Jason Woodard, Nursing Supervisor was not scheduled to work but came in and stayed on the burn unit all night to facilitate any needs the staff had. He ran for pumps and equipment, was another set of hands, and assisted in any way needed. This also allowed the nursing supervisor who was scheduled to continue with normal operations.
In addition to the nursing staff the entire MH team stepped up:
Social workers Emily Mally and Mariam Biskiy worked tirelessly with the families gathering and communicating information. They assisted well into the holiday.
Although spread thin, Respiratory Therapy continued to manage the entire hospital while admitting 5 intubated, smoke inhalation, and facially burned patients; 4 of which were children. This was accomplished calmly, without sacrificing care in other areas (Aaron Davis, Vicky Davis, Dustin Holloway, Biz Baden, Cathy Baumgartner, Aiden Munar, Robin Underation, Heidi Pease, Desiree Gerstenberger, Gina Legarth, Zach Norton).

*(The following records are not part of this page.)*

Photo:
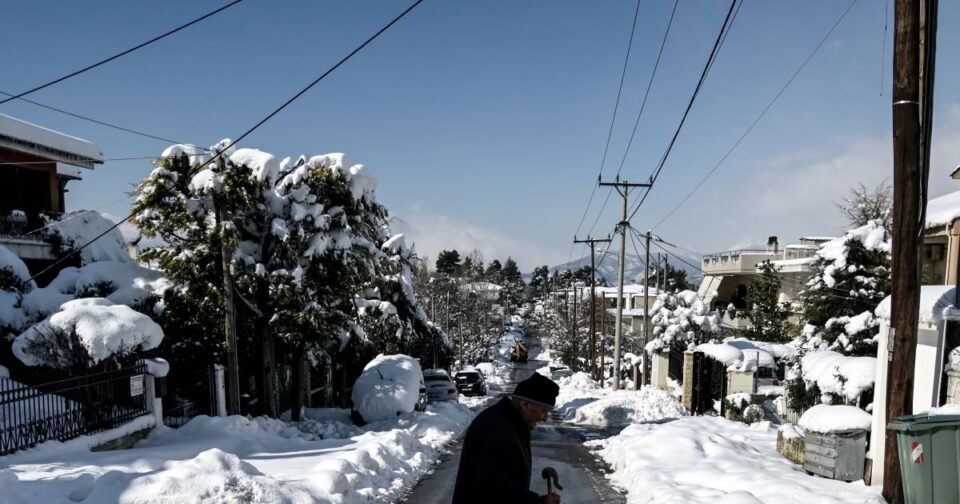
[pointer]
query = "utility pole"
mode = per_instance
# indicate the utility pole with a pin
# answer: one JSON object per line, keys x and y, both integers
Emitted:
{"x": 913, "y": 63}
{"x": 647, "y": 365}
{"x": 623, "y": 188}
{"x": 229, "y": 311}
{"x": 593, "y": 302}
{"x": 603, "y": 338}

None of this could have been accomplished without our EVS team. They quickly turned over 5 rooms in the burn unit on an evening shift, with a full hospital. Thank you, Jeane Moore, Nan Malkay, and Tammatha Glover.
The AMO Dr. Talbott was instrumental in writing transfer orders, coming to the burn unit, and assisting where needed.
Through this burn disaster, the MH team pulled together and gave outstanding, compassionate patient care without impacting care in any other area of the hospital. Some question and say, "isn't this what we do?" the answer is yes, it is what we do, but many went above and beyond. Staff stayed late into the night to help. Staff came in on their day off, on a holiday to aid. A new graduate nurse who had never floated and had never worked burns, floated on a no-float holiday. Two nurses working in other departments, went to the burn unit to help as they had burn experience. It was not a hospital emergency or disaster, but it was for this small unit. This group of people with complementary skills, pulled together with a strong sense of mutual commitment and gave awesome care to our patients and their families. They are truly a DAISY Team.